É no mínimo curiosa essa afirmação, pois o elo de ligação entre um piloto e seu cavalo é exatamente o contato com a boca do animal, portanto com as maiores das boas intenções, mãos inábeis podem comprometer a performance do cavalo, quando não condena-lo à derrota. Curiosidade estatística: O Derby Paulista no período entre 1960 à 1970, teve nada menos que oito jockeys de freio como vencedores. É claro que não se trata de uma simples coincidência !! 

Resta agora somente essa defesa solitária de um regime que imortalizou jockeys, como a lenda Irineo Leguisamo o " Freios dos Freios ", que teve inclusive uma música de Carlos Gardel em sua homenagem: " Por una cabeza". No Brasil , uma justa homenagem ao seu mais famoso freio, Luiz Rigoni, cujo dístico, " O homem do violino" é a mais perfeita tradução do regime, visto que a posição do chicote entre as orelhas do animal, e a forma com que segurava a rédea ( clássica no freio) produzia a imediata associação de um músico com seu violino.

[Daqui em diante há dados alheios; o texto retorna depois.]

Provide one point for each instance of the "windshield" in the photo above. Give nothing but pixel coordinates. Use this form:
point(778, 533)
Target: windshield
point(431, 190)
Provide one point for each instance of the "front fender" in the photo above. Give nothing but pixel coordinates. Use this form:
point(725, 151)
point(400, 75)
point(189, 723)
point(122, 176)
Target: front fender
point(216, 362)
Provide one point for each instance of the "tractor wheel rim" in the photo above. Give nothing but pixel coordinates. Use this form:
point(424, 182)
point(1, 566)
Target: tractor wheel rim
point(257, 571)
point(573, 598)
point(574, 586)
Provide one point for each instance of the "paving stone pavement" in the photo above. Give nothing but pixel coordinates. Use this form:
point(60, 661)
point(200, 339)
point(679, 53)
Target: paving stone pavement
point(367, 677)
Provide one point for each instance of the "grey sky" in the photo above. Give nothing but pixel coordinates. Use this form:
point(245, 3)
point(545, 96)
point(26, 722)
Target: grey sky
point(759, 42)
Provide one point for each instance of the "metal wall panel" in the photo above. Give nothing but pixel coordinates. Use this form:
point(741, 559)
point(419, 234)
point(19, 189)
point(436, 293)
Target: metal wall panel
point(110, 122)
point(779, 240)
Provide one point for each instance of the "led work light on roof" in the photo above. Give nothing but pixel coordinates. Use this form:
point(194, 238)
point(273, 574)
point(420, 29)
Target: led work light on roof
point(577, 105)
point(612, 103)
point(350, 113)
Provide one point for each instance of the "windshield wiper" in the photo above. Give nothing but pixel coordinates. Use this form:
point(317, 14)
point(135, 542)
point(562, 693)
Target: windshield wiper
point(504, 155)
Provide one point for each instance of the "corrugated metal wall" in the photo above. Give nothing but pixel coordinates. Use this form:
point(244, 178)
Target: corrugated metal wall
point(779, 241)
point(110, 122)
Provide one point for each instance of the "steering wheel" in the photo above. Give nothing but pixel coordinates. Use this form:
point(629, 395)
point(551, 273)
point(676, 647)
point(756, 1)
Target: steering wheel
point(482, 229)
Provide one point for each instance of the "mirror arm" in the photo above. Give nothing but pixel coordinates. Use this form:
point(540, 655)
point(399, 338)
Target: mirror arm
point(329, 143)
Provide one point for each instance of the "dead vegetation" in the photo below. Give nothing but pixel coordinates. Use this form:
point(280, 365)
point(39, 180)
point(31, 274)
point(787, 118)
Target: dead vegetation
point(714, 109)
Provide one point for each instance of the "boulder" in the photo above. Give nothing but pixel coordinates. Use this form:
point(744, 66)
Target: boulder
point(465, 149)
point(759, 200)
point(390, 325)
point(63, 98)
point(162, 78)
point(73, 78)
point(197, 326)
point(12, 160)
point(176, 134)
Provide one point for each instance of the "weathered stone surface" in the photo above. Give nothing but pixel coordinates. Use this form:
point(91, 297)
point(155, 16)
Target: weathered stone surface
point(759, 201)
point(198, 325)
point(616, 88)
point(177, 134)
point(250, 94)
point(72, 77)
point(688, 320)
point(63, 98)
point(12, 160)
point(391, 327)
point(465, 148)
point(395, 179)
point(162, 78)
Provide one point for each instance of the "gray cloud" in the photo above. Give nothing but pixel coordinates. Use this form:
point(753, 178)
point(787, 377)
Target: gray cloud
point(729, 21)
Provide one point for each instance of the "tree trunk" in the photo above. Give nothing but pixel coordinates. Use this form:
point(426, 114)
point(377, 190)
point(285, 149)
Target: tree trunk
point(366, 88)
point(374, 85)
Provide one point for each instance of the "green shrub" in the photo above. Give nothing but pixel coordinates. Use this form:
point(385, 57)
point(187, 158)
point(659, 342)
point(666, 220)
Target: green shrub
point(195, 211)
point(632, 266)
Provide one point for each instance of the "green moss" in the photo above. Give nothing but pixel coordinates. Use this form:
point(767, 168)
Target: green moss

Luiz Rigoni foi um músico do turfe !!!

O freio chega ao fim de sua existência física, mas entra para a História e para a imortalidade da lembrança dos turfistas que viram Dendico Garcia, Pierre Vaz, Antonio Bolino, Jorge Garcia, João Manoel Amorim, José Alves, Geraldo Assis,Virgílio Pinheiro Filho, Gonçalino Feijó de Almeida, Adail Oliveira, José Queiroz, Jorge Escobar, Antonio Ricardo, Edson Ferreira, Eli Machado Bueno, José Azevedo, Juarez Goulart Dutra, Cláudio Moraes Costa , Loacir Cavalheiro, Adonir Freitas Correa, José Fagundes, Ermelino Sampaio e tantos outros mestres que ajudaram a escrever as mais belas páginas do turfe brasileiro e sul americano.

Este artigo iniciou com o título "Uma defesa solitária do regime de freio " , porém caso o leitor queira a expressar sua opinião sobre o polêmico tema, fica convidado a fazê-lo utlizando para isso o " Livro de Visitas", que consta na homepage do site Turfebrasil.

Finalizando e para que fique para sempre na memória do turfista a beleza e estética de um jockey montando no freio, a foto abaixo é uma chegada histórica entre dois cavalos excepcionais, Zenabre e Itamaraty, montados por dois gigantes das rédeas do passado: os freios paulistas Dendico Garcia e José Alves.

Essa foto também é uma homenagem ao ex-jockey e jornalista Eduardo Garcia Filho, que por muito tempo escreveu artigos técnicos nas principais revistas de turfe, sempre em defesa do regime de freio.